A tough thing about following this season has been tracking the motivations of the bad guys. They’ve played things close to the chest. Zeke always struck me as being a Marley loyalist, but I can see now that his inner life is much more complex. Zeke hated Grisha, and trying to kill his own dad didn’t put those demons to rest. He believes in the cause of Marley liberation- sort of. By the time he made it through his war training and finally met his brother Eren, both of them had become total nihilists. So his new plan is to save the world from titans. How? By exterminating the Eldians, his own race, in order to put a stop to the titan curse.

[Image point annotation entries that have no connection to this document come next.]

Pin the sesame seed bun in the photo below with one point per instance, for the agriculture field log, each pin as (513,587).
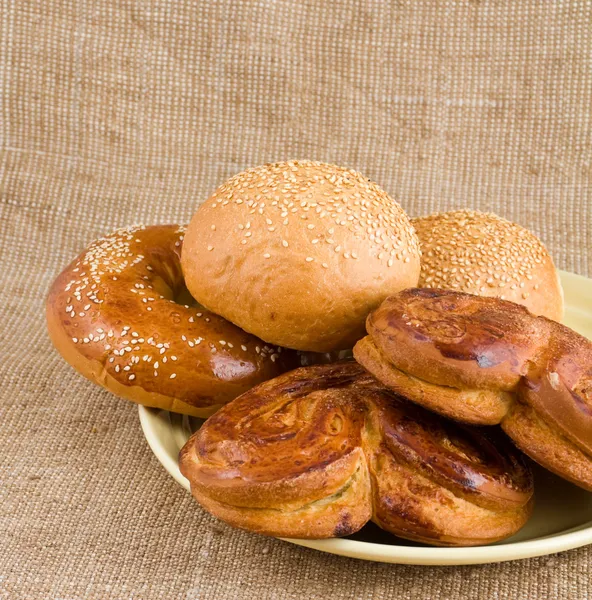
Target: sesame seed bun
(299,252)
(481,253)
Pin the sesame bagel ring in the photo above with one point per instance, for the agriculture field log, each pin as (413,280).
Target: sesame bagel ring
(121,315)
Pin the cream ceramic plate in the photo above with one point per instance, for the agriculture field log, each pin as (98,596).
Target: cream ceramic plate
(562,517)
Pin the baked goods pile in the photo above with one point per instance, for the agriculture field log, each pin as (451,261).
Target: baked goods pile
(291,264)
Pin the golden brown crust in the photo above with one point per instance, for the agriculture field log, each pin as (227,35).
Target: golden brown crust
(473,406)
(309,248)
(318,451)
(456,339)
(544,444)
(440,348)
(481,253)
(112,315)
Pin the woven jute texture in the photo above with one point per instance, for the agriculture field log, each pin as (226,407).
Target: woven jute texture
(115,112)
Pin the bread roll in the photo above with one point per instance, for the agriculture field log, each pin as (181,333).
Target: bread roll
(321,450)
(486,361)
(298,253)
(481,253)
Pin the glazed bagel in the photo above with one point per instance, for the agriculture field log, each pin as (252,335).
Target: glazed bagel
(320,451)
(120,314)
(486,361)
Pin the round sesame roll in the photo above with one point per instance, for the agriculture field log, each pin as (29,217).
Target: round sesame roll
(483,254)
(299,252)
(117,314)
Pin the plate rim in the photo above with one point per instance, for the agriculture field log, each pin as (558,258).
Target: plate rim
(394,553)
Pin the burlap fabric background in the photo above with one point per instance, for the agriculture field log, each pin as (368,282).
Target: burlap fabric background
(119,112)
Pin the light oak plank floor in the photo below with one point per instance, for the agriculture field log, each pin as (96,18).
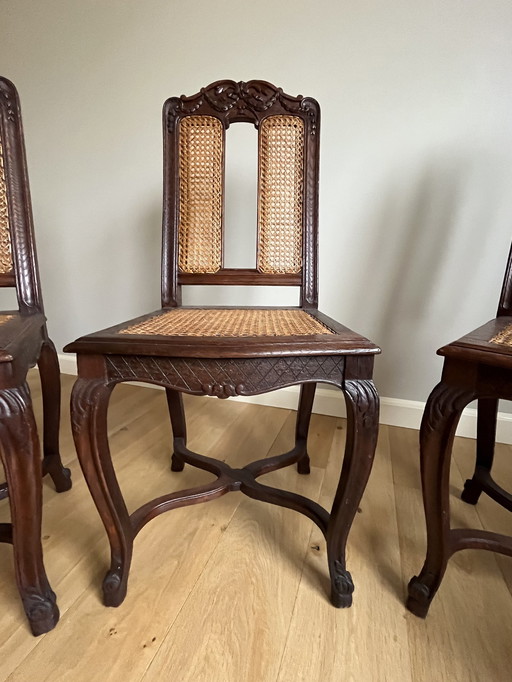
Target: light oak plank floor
(236,590)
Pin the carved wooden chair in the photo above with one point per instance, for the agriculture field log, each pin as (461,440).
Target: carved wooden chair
(24,342)
(476,367)
(227,352)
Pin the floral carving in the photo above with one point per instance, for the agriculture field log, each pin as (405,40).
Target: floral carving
(234,101)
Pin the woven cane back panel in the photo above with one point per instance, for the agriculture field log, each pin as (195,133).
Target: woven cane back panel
(231,323)
(201,164)
(504,337)
(281,175)
(5,236)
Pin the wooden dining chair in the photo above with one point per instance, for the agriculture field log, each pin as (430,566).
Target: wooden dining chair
(476,367)
(24,342)
(227,352)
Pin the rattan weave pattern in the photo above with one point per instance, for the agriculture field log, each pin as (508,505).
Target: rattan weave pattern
(504,336)
(281,177)
(201,165)
(5,236)
(229,323)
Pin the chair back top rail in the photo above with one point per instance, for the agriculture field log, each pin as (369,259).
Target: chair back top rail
(18,260)
(194,131)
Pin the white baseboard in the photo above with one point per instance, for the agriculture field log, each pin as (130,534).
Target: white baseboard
(393,411)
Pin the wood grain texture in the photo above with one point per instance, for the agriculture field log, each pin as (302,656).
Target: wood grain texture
(277,623)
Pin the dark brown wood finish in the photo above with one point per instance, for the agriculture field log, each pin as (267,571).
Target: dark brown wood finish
(229,366)
(24,342)
(474,369)
(232,102)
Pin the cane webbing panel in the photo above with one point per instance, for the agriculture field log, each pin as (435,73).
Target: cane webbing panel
(5,237)
(281,189)
(201,164)
(504,337)
(233,323)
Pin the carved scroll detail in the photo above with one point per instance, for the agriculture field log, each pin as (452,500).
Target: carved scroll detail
(232,100)
(83,399)
(365,398)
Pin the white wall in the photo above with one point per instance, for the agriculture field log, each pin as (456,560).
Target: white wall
(416,180)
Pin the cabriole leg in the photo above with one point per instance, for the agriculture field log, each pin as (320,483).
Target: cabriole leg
(442,413)
(178,423)
(307,395)
(19,447)
(50,388)
(362,403)
(89,403)
(485,440)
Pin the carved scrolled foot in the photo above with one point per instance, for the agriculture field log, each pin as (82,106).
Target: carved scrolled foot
(177,464)
(420,597)
(42,611)
(114,588)
(472,491)
(342,587)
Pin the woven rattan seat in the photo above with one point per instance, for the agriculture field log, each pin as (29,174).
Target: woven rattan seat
(24,342)
(236,322)
(227,352)
(503,337)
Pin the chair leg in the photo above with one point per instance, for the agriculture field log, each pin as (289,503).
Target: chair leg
(442,413)
(19,448)
(362,403)
(307,395)
(50,387)
(485,439)
(89,403)
(178,423)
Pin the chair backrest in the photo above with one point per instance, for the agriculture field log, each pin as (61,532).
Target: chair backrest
(194,164)
(18,262)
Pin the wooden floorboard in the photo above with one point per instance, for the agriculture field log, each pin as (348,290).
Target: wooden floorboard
(236,590)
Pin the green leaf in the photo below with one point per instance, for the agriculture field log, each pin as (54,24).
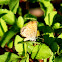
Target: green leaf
(34,51)
(44,52)
(8,35)
(30,47)
(8,57)
(51,58)
(58,59)
(10,44)
(49,18)
(20,22)
(60,36)
(18,47)
(48,40)
(4,26)
(29,17)
(56,26)
(54,46)
(46,6)
(26,59)
(13,5)
(1,32)
(4,2)
(9,17)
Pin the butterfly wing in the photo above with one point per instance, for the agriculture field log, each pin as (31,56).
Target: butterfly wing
(30,31)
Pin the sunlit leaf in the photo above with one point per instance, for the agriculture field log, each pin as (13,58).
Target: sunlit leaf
(18,47)
(44,52)
(20,22)
(13,5)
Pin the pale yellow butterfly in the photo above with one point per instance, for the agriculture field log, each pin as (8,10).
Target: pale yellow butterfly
(29,31)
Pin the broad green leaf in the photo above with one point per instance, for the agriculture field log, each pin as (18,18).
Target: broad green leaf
(54,46)
(30,47)
(4,2)
(10,44)
(18,47)
(48,40)
(3,24)
(8,35)
(26,59)
(58,59)
(44,52)
(56,26)
(1,32)
(13,5)
(46,6)
(9,17)
(8,57)
(51,58)
(60,36)
(49,18)
(29,17)
(20,22)
(34,51)
(3,27)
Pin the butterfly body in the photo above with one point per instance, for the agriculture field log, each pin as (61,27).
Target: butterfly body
(30,31)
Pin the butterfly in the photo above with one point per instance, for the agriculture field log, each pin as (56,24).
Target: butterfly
(29,31)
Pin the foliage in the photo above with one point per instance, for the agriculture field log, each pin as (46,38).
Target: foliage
(49,41)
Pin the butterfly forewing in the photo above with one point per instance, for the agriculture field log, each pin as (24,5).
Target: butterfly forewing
(30,30)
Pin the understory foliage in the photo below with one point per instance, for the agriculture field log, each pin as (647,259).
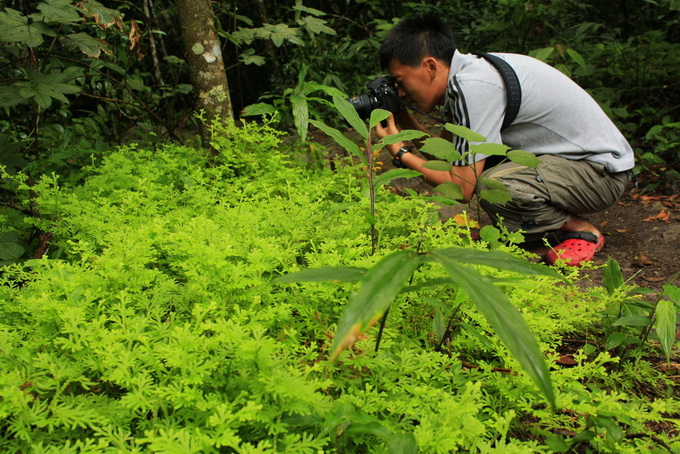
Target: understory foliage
(153,323)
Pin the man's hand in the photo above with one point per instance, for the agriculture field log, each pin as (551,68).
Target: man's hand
(389,129)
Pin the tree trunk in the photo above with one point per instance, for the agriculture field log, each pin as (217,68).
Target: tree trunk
(204,56)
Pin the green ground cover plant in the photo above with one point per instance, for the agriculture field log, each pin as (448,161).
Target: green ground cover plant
(154,322)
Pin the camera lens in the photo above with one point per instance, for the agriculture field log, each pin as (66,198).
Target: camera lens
(364,105)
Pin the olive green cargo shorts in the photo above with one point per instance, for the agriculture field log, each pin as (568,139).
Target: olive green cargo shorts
(544,198)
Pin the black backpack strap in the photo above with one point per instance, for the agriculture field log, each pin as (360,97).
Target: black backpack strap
(513,91)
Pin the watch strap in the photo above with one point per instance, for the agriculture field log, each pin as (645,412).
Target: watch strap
(396,161)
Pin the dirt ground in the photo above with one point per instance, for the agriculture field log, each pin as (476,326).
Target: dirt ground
(642,232)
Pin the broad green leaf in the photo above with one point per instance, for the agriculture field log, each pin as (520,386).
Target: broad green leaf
(316,26)
(498,259)
(576,57)
(279,33)
(431,283)
(465,133)
(401,136)
(10,96)
(441,166)
(633,320)
(88,45)
(378,288)
(451,190)
(564,68)
(377,115)
(673,292)
(258,109)
(386,177)
(490,234)
(300,115)
(666,325)
(42,88)
(490,149)
(441,148)
(57,11)
(403,443)
(615,339)
(135,83)
(308,10)
(340,139)
(349,113)
(524,158)
(505,319)
(249,57)
(612,276)
(331,273)
(103,16)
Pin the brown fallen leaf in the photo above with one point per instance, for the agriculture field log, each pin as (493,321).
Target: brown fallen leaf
(643,260)
(663,215)
(655,278)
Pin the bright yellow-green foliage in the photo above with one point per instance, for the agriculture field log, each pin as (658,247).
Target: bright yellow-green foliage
(153,324)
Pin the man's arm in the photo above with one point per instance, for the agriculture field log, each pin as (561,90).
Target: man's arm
(463,176)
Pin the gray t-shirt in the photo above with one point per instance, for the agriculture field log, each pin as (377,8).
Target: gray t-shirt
(556,116)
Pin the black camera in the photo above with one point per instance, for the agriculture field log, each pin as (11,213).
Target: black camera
(382,94)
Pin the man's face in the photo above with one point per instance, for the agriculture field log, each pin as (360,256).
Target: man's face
(423,86)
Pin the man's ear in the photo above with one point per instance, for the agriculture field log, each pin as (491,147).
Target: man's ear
(431,65)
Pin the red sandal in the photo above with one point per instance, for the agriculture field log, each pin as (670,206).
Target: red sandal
(576,248)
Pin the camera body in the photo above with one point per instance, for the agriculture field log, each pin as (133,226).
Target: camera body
(382,94)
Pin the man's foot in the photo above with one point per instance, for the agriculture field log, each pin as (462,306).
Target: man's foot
(579,243)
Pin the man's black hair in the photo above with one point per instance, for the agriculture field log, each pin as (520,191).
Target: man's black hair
(417,37)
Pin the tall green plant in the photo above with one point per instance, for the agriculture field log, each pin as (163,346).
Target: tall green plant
(380,285)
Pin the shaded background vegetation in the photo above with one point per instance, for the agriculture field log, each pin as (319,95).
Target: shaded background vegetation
(79,77)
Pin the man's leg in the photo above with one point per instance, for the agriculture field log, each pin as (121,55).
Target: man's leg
(552,196)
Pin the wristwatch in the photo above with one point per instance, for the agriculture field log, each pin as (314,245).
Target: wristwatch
(396,161)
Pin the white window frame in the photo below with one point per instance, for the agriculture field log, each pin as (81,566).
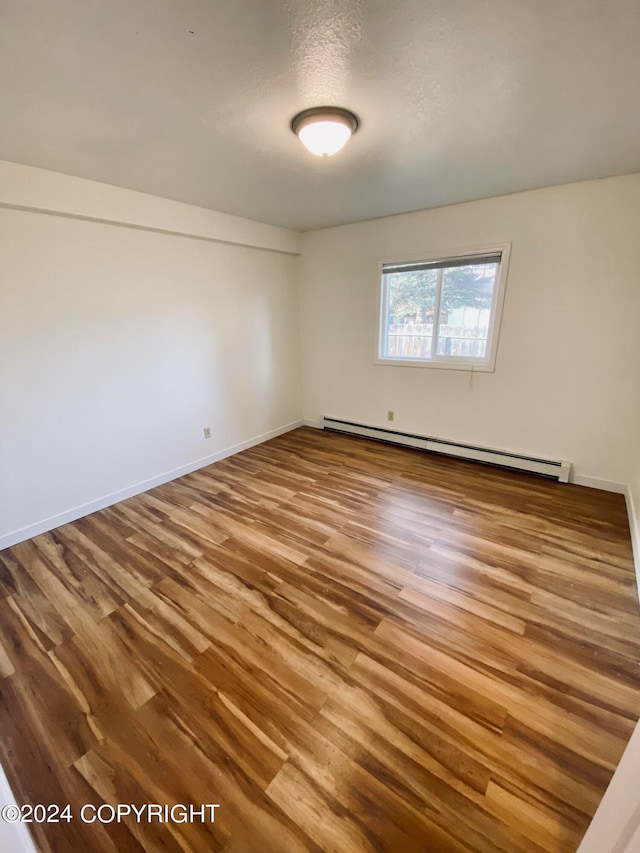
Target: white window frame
(487,364)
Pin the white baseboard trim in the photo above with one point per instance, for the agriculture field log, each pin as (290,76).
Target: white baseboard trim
(14,837)
(598,483)
(634,526)
(46,524)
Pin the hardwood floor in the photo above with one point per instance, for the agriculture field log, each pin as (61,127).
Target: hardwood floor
(347,646)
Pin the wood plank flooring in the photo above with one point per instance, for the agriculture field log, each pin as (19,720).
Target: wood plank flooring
(348,646)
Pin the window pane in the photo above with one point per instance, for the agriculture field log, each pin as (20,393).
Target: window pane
(465,309)
(410,312)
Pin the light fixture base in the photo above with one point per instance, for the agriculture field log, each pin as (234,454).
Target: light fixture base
(324,130)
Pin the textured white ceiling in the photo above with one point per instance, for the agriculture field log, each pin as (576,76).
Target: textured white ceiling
(192,99)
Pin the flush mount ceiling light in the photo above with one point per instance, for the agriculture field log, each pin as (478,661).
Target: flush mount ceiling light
(324,130)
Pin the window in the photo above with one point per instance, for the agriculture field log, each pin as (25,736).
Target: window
(443,312)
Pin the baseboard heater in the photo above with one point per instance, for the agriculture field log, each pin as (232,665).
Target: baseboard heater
(502,458)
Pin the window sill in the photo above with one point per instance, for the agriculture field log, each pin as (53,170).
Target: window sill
(438,365)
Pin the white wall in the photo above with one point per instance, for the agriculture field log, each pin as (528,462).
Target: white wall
(118,345)
(566,378)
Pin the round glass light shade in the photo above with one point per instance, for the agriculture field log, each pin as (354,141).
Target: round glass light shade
(324,130)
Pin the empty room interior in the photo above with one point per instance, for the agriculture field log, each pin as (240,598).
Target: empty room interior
(320,426)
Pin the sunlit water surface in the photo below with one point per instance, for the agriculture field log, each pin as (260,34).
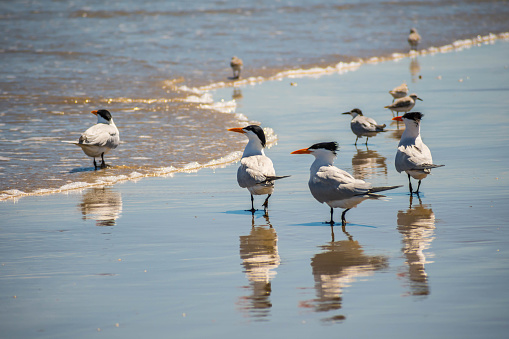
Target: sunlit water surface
(179,257)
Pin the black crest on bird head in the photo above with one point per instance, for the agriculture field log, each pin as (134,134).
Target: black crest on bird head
(331,146)
(104,114)
(415,116)
(356,110)
(258,131)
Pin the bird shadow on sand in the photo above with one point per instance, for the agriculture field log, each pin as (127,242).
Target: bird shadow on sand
(82,169)
(246,212)
(326,224)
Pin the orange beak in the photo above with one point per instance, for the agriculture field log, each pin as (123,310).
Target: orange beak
(237,129)
(302,151)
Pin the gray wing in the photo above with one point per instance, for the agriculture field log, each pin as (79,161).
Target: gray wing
(254,170)
(331,183)
(412,157)
(101,135)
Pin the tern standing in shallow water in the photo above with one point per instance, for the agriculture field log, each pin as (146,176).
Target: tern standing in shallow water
(399,92)
(404,104)
(413,156)
(363,126)
(256,171)
(413,39)
(236,65)
(100,138)
(333,186)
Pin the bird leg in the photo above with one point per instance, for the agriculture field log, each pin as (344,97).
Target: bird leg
(252,210)
(266,203)
(343,220)
(103,164)
(331,222)
(418,186)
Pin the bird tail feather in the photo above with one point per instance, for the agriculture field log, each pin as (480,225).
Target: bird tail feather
(275,177)
(382,188)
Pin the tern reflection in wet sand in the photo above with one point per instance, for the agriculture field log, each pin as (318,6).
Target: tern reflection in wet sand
(403,104)
(399,92)
(236,65)
(335,268)
(101,204)
(260,258)
(363,126)
(335,187)
(256,171)
(100,138)
(368,163)
(413,39)
(413,156)
(416,226)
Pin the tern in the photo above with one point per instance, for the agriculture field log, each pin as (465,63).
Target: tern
(100,138)
(413,38)
(399,92)
(363,126)
(333,186)
(404,104)
(413,156)
(256,171)
(236,65)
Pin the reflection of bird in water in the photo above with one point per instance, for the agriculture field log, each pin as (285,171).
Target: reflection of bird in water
(413,39)
(399,92)
(415,68)
(101,204)
(416,226)
(237,94)
(363,126)
(260,258)
(333,186)
(236,65)
(338,265)
(368,163)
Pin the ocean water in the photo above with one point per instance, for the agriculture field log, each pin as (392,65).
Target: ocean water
(151,63)
(180,257)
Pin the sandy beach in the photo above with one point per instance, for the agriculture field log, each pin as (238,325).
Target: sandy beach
(179,257)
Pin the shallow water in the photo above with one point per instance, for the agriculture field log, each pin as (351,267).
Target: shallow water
(178,256)
(61,60)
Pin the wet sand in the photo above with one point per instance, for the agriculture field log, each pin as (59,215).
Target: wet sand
(178,256)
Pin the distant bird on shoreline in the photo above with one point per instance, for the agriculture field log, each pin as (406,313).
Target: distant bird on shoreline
(256,171)
(333,186)
(413,39)
(399,92)
(236,65)
(363,126)
(404,104)
(100,138)
(413,156)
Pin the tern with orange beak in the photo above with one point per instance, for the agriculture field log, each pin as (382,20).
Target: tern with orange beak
(362,126)
(413,156)
(256,171)
(100,138)
(333,186)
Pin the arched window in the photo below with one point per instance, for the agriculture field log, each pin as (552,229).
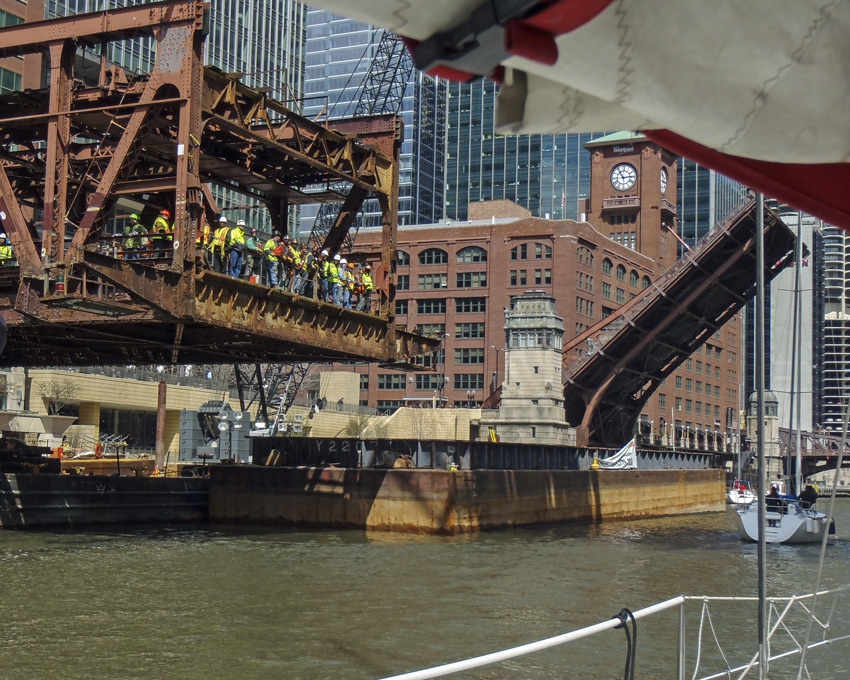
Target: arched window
(471,254)
(433,256)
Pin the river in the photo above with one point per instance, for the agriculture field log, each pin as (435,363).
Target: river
(225,602)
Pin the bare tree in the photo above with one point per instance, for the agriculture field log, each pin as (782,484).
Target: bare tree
(58,394)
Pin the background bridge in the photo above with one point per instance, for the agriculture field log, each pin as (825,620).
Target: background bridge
(622,360)
(98,139)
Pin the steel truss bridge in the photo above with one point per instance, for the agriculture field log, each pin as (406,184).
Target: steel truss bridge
(70,153)
(612,369)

When I was trying to figure out Zeke’s ideology, I couldn’t, because it doesn’t make sense. That’s because Zeke is totally being informed by his irrational emotions. He and Eren are trying to deal with their personal issues on the global stage, which is uh, not healthy.

5. Night mare

A few episodes ago, Gaby got gnawed on by a horse. This episode, she has her revenge, because two horses were immolated and cooked to death. That’s because in the present, sick of Levi’s torture, Zeke pulls the trigger on the bomb, exploding himself and Levi. Oh and those poor horses.

Zeke’s (apparent) last words were to his real father figure, Mr. Ksaver. It’s a testament to this show that I totally felt the weight of invoking a character I had met literally minutes before. I really doubt Zeke is dead, but we won’t have to wait long to find out. Next week is the finale of this half of the final season, and to call the situation a powder-keg is an understatement.


//TAGS | 2021 Summer TV Binge | attack on titan

Jaina Hill

Jaina is from New York. She currently lives in Ohio. Ask her, and she'll swear she's one of those people who loves both Star Wars and Star Trek equally. Say hi to her on twitter @Rambling_Moose!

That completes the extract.